Comment vivre ce projet de Jésus ? Comment est-ce possible ? Comment est-ce possible de nous faire du bien entre nous. De souhaiter du bien aux autres. Comment est-ce possible de s’aligner avec l’attitude de Jésus ? Nous sommes aux antipodes de l’attitude de David (lecture) qui s’est refusé de tuer son rival alors qu’il l’avait dans sa main.
Je vous suggère un chemin parmi plusieurs autres. Voir sous la surface, sous une réaction impulsive de notre voisin ennemi une mesure de bonté. Découvrir qu’il y a du bon dans le pire d’entre nous et du mal dans le meilleur d’entre nous.

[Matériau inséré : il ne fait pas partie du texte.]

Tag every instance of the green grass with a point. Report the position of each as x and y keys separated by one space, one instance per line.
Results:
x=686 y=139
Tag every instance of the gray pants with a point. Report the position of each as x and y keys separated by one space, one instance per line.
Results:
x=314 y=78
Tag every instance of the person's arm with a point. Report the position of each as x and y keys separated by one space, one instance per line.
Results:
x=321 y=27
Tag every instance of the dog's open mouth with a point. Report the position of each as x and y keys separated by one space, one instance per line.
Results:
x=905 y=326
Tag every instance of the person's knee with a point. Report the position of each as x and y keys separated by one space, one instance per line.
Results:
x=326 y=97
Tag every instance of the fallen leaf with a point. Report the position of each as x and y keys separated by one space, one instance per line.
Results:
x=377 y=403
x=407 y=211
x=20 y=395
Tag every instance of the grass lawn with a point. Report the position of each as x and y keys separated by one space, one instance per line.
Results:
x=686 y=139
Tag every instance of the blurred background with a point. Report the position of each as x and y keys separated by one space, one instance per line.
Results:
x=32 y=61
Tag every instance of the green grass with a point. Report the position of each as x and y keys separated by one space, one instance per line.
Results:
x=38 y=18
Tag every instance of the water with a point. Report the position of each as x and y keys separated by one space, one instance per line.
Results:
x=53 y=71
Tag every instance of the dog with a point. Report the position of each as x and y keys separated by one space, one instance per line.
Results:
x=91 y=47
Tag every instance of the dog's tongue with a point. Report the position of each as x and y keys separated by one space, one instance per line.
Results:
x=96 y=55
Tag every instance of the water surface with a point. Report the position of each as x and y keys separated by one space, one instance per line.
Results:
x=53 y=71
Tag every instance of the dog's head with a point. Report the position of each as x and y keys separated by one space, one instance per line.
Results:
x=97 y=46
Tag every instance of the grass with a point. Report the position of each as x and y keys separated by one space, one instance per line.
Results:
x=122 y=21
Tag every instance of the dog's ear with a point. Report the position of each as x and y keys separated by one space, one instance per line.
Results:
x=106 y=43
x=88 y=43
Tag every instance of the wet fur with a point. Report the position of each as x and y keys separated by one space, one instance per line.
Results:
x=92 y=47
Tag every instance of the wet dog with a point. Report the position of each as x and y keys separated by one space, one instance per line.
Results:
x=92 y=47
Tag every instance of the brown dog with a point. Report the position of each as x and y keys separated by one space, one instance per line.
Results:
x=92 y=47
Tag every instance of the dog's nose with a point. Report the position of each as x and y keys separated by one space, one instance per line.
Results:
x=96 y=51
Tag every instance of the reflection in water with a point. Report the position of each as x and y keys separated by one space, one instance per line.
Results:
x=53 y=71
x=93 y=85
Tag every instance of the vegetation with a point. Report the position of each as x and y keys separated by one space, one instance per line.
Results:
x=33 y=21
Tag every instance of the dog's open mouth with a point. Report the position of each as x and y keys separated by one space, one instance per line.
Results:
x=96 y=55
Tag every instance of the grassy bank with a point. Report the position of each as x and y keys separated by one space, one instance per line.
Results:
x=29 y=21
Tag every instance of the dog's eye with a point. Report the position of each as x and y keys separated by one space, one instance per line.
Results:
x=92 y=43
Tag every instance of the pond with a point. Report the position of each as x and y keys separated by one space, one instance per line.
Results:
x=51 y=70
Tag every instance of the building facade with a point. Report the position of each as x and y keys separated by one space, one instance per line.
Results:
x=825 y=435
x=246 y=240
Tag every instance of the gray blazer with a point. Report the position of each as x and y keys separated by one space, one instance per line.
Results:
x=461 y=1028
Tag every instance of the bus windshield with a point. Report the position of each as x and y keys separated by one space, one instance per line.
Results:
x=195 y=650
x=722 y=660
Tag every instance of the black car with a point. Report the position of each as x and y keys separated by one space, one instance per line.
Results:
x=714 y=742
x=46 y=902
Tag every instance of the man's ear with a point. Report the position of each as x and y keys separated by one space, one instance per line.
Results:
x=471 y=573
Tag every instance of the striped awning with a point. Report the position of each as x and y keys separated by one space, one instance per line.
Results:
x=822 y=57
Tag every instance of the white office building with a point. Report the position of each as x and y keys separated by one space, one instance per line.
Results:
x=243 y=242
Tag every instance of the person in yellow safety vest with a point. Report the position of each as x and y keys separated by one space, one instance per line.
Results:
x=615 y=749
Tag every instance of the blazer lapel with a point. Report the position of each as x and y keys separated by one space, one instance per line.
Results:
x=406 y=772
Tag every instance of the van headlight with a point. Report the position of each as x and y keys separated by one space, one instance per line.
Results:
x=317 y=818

Ne voir en l’autre que ses défaillances, ne voir qu’un ennemi, c’est être aveuglé sur soi-même jusqu’à s’idolâtrer. Nous pouvons être aussi des ennemis pour les autres.
Les chrétiens ne sont pas d’abord ceux qui “parlent” de Dieu, mais ceux qui reflètent la beauté de son amour, une nouvelle façon de vivre toute chose[3]. Quel enchantement nous éprouverions si nous avions des regards de lumière pour mieux voir que l’autre n’est pas l’enfer (Sartre), mais le ciel (S. Bernard), le lieu, le sanctuaire où Dieu habite. Vivre cet appel, c’est rééditer le paradis terrestre. AMEN.